Jackson Kelly is the state's oldest and largest law firm, and the coal industry has long been among its major clients.
The firm says on its Web site that its black lung practice "is among the nation's largest," with industry clients around the country.
Black lung, or coal workers' pneumoconiosis, is a debilitating and often fatal lung disease caused by breathing coal dust.
In 1969, Congress placed strict limits on airborne dust and ordered coal operators to take periodic tests inside mines. The law has reduced black lung among the nation's miners. But, at least partly because of industry cheating on dust samples, the law has fallen short of its goal of eliminating the disease.
Between 1993 and 2002, nearly 2,300 West Virginia coal miners died of black lung. West Virginia recorded the highest age-adjusted black lung death rate nationwide during that period, according to NIOSH reports.
Under the 1969 law, coal miners are also eligible for monthly benefits if they have black lung that would prevent them from working. Coal operators can challenge applications for such benefits and the resulting cases often depend on the results of lung X-rays and CT scans.
In the case that prompted ethics charges against Smoot, Daugherty was pursuing black lung benefits without a lawyer. Smoot represented Daugherty's employer, Westmoreland Coal Co.
Daugherty was initially awarded benefits, but Jackson Kelly appealed that decision on Westmoreland's behalf.
As typically happens in black lung cases, Jackson Kelly arranged for Daugherty to be examined by a doctor of the coal company's choosing, in this case Dr. George L. Zaldivar.
But afterward, Smoot provided Daugherty with only part of the doctor's report. Smoot left out a narrative in which Zaldivar diagnosed Daugherty with complicated black lung disease, according to the Lawyer Disciplinary Board's charges against Smoot.
Eventually, Daugherty hired a lawyer, Robert F. Cohen Jr., who had represented miners in black lung cases for many years. Cohen filed a request for complete copies of Zaldivar's report.
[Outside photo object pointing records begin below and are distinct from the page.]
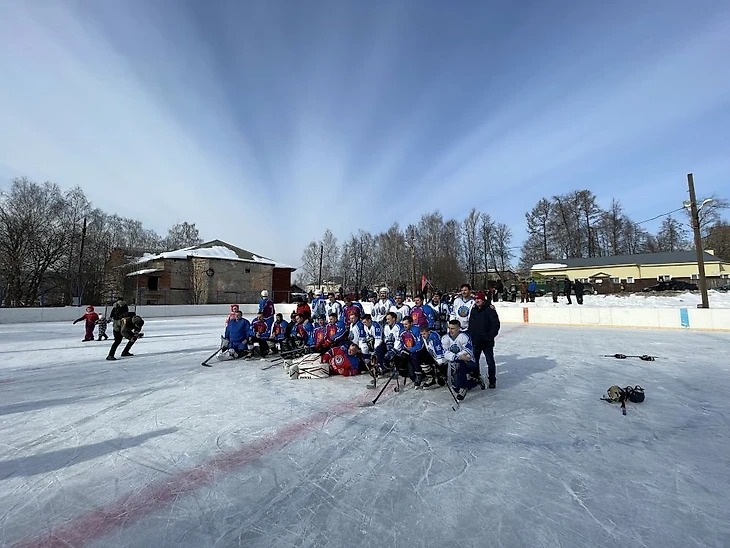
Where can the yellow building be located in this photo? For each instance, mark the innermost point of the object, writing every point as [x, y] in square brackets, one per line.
[635, 272]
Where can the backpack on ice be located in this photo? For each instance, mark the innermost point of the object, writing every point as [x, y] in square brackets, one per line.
[616, 394]
[308, 366]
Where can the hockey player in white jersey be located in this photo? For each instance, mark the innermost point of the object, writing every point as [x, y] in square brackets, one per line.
[461, 307]
[441, 313]
[334, 307]
[392, 339]
[400, 309]
[381, 307]
[460, 355]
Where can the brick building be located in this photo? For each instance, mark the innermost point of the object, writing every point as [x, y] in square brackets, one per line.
[213, 272]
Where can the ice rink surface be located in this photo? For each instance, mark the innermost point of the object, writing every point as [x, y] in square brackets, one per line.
[157, 451]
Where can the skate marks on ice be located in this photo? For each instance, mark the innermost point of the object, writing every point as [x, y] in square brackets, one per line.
[43, 463]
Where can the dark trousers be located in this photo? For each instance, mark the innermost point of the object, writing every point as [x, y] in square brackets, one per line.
[118, 340]
[488, 351]
[263, 346]
[461, 369]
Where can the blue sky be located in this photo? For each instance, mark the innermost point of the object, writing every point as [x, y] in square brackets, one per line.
[266, 123]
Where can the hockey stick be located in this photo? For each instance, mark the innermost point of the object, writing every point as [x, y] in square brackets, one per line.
[644, 357]
[222, 345]
[368, 404]
[206, 360]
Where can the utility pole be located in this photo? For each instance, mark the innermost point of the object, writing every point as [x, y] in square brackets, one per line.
[413, 263]
[81, 261]
[695, 215]
[321, 257]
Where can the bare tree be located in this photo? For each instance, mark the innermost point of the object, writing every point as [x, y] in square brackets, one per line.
[33, 237]
[538, 227]
[471, 249]
[672, 236]
[308, 272]
[718, 240]
[182, 235]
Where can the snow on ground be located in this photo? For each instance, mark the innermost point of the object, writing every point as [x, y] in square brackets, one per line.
[669, 299]
[155, 450]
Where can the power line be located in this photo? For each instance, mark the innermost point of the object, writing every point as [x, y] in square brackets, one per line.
[662, 215]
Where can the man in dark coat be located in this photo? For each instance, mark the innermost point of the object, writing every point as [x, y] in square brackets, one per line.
[579, 289]
[554, 289]
[567, 286]
[483, 329]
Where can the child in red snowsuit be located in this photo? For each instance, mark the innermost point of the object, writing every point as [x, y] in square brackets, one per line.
[91, 317]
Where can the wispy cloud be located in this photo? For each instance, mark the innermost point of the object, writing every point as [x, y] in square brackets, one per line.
[266, 123]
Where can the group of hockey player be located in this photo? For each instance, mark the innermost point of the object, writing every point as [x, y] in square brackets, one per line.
[125, 325]
[428, 342]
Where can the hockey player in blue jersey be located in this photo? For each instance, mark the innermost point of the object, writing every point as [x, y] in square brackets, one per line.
[422, 314]
[413, 353]
[461, 307]
[374, 339]
[435, 360]
[235, 339]
[266, 307]
[392, 339]
[460, 356]
[259, 334]
[441, 311]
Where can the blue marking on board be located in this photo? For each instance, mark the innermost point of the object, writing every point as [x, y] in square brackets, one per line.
[684, 317]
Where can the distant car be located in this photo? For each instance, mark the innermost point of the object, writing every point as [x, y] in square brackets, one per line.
[672, 285]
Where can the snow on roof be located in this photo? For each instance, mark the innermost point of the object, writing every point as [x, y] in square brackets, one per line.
[145, 271]
[214, 252]
[548, 266]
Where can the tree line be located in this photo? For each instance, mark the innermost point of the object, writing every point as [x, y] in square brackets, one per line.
[55, 246]
[476, 248]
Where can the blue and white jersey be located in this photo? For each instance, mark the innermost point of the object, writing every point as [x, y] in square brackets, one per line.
[454, 347]
[380, 309]
[359, 337]
[411, 339]
[391, 335]
[334, 308]
[400, 312]
[319, 307]
[434, 347]
[461, 310]
[441, 313]
[376, 332]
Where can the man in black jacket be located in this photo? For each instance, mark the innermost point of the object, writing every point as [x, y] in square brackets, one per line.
[483, 329]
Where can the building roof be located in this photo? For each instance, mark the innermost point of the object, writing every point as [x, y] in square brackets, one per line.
[215, 249]
[667, 257]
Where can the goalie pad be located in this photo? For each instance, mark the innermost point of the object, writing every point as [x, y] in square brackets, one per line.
[308, 367]
[227, 355]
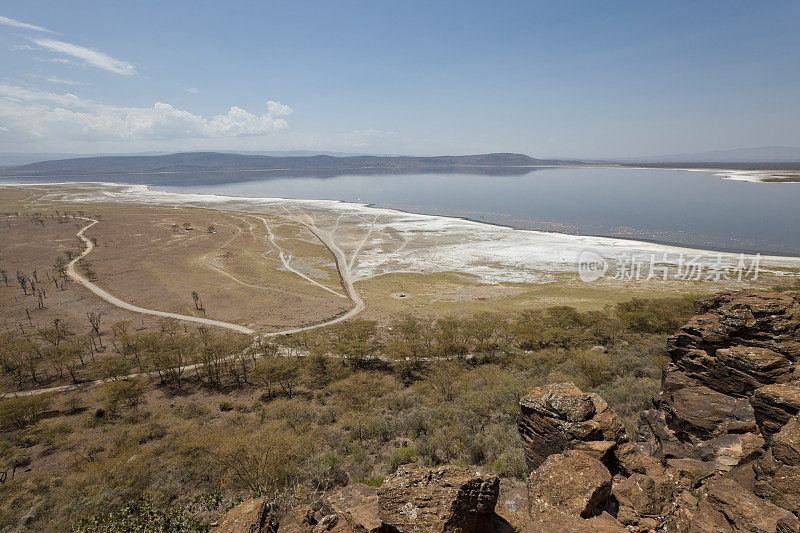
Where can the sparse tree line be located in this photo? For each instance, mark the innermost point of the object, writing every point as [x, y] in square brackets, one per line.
[36, 283]
[175, 353]
[305, 419]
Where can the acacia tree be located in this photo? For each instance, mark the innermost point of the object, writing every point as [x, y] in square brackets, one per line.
[356, 340]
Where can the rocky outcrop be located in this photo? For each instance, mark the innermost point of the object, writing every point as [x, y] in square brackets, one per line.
[571, 483]
[561, 417]
[724, 505]
[774, 405]
[730, 383]
[778, 471]
[718, 452]
[448, 498]
[357, 505]
[250, 516]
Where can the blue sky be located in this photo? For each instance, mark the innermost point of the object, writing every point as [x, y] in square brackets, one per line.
[571, 79]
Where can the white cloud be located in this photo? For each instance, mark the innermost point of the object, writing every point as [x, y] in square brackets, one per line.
[278, 109]
[23, 25]
[59, 81]
[49, 117]
[88, 56]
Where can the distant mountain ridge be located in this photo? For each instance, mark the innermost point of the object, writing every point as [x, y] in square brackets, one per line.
[762, 154]
[219, 161]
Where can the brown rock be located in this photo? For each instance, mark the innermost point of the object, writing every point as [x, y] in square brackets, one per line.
[571, 483]
[778, 471]
[250, 516]
[605, 523]
[739, 318]
[729, 451]
[774, 405]
[560, 417]
[447, 498]
[727, 506]
[645, 495]
[512, 505]
[702, 412]
[357, 504]
[785, 444]
[689, 473]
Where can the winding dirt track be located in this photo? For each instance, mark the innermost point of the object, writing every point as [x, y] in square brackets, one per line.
[342, 265]
[72, 273]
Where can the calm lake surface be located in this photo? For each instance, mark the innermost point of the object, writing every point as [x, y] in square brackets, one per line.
[693, 209]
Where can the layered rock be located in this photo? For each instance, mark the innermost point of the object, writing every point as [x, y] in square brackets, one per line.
[571, 483]
[448, 498]
[778, 472]
[719, 451]
[732, 375]
[561, 417]
[250, 516]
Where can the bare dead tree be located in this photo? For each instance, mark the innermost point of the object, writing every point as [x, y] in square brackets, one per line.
[198, 303]
[94, 319]
[23, 281]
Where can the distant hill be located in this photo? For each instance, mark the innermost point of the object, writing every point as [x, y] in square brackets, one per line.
[8, 159]
[764, 154]
[190, 166]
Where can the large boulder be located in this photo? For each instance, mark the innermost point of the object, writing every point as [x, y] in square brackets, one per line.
[433, 500]
[561, 417]
[739, 341]
[642, 495]
[778, 471]
[250, 516]
[726, 506]
[732, 374]
[774, 405]
[356, 504]
[605, 523]
[571, 483]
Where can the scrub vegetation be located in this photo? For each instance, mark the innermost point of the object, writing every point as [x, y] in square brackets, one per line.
[220, 417]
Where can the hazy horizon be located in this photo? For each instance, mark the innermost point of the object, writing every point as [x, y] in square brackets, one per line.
[578, 80]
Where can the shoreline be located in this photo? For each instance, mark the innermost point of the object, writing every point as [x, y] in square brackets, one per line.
[546, 252]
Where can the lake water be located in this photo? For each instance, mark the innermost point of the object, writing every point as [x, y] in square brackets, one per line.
[693, 209]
When Cohen obtained the narrative in which Zaldivar diagnosed Daugherty's black lung, Cohen then sought sanctions against Jackson Kelly from U.S. District Judge David A. Faber.
Faber declined to sanction the law firm, saying his courtroom was the wrong venue for such an action. Instead, Faber referred the issue to the State Bar's Office of Disciplinary Counsel, saying the allegations against Jackson Kelly were "deeply disturbing."
An investigation by the Office of Disciplinary Counsel led to the "Statement of Charges" filed against Smoot in February by an investigative panel of the Lawyer Disciplinary Board.
The board's formal hearing on those changes is scheduled to start Thursday before a hearing panel consisting of two lawyers and one lay person. Any final ruling on the matter would come from the state Supreme Court.